You should also have a backup plan in case things don't go as planned or in case you don't get the money from where you hoped to get it to pay back you will be able to use your plan B and know what to do next.

Another thing is that you shouldn't borrow money which you won't be able to pay back some people borrow loan with the intention of running away after getting the money this shouldn't be so, you should borrow an amount that even when the bank or wherever you took the loan comes for the collateral you won't be left with nothing.
 

Mataracy

VIP Contributor
I belive that before any one will collect any loan they must have had already plan on ground before. The way people do respond to paying of the loan depend on the place where they collect the loan from. There some institution that can nor give out their loans to anybody any how because they don't want to run at lose so they will make sure thatere is collateral should in case there is default by the borrower.
Though one may not be able pay back if they did not plan the business they want to do well
 

Jasz

VIP Contributor
People fail to payback their loan due to many reasons. Let us take a deeper look into some of them:

1. Loan amount is too high:

This is the most common reason among all. People take loans which are too high for them to repay back. They think they will be able to pay it back when they receive their paycheck, but they don’t consider the other expenses they have to cover with the paycheck. For example, an individual took a loan of $100000 and he was expecting his monthly income from his job will be $9000, so he thought he could easily payback the loan amount in 12 months. But what he did not consider is that his monthly expenses are about $8000, so obviously, paying back the loan amount of $100000 in 12 months is not possible with an income of $9000 per month.

2. Expenses are too high:

This also comes under the above-mentioned point. If your expenses are too high then you won’t be able to payback your loan amount even if it is low enough for you to repay back within a short period of time. For example, an individual took a loan of $20000 and he was expecting his monthly income of $9000, meanwhile he already made expenses of $75000 before month end.
 

Augusta

VIP Contributor
I think the most about this is lack of money. When once the money that was received can't be recovered it becomes a problem, paying back would be difficult. This is why it isn't advisable to get a loan especially with high interest because pay out wouldn't be easy at all.
Another issue with pay back failure is when the amount received was very high they are highly to fail in payment. if the amount was small payment will be faster than with a higher amount. This is the most reason why banks have the rule of presenting a collateral to avoid issue like this.The bank knows this and that's why the rule is instituted.
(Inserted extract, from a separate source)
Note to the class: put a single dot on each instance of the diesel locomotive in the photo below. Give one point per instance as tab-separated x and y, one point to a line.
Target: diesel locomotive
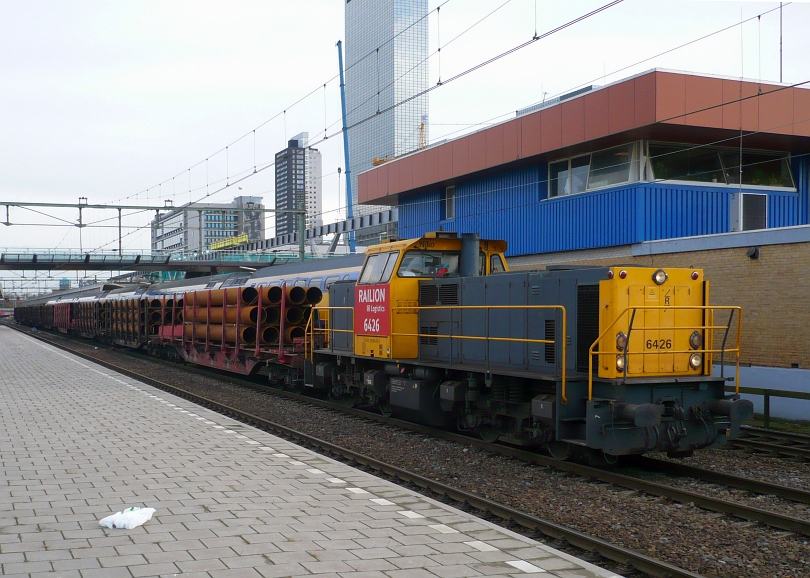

Lastly they are the people that right from the onset didn't just want to make any payments. So even when the repayment period is near, they don't care. This is why bsnks and other financial services are taking drastic measures to keep criminals away from getting their loans.
 

Yusra3

VIP Contributor
People may fail to pay back loans for several reasons: job loss or reduced income making payments unaffordable, unexpected major expenses straining budgets, poor financial management and overspending despite obligations, deceiving lenders about true ability to repay, or simply irresponsible attitudes disregarding the seriousness of debt commitments. Unforeseen hardships, lack of budgeting skills, and willful negligence can all contribute to defaulting on loan agreements and facing damaging credit consequences.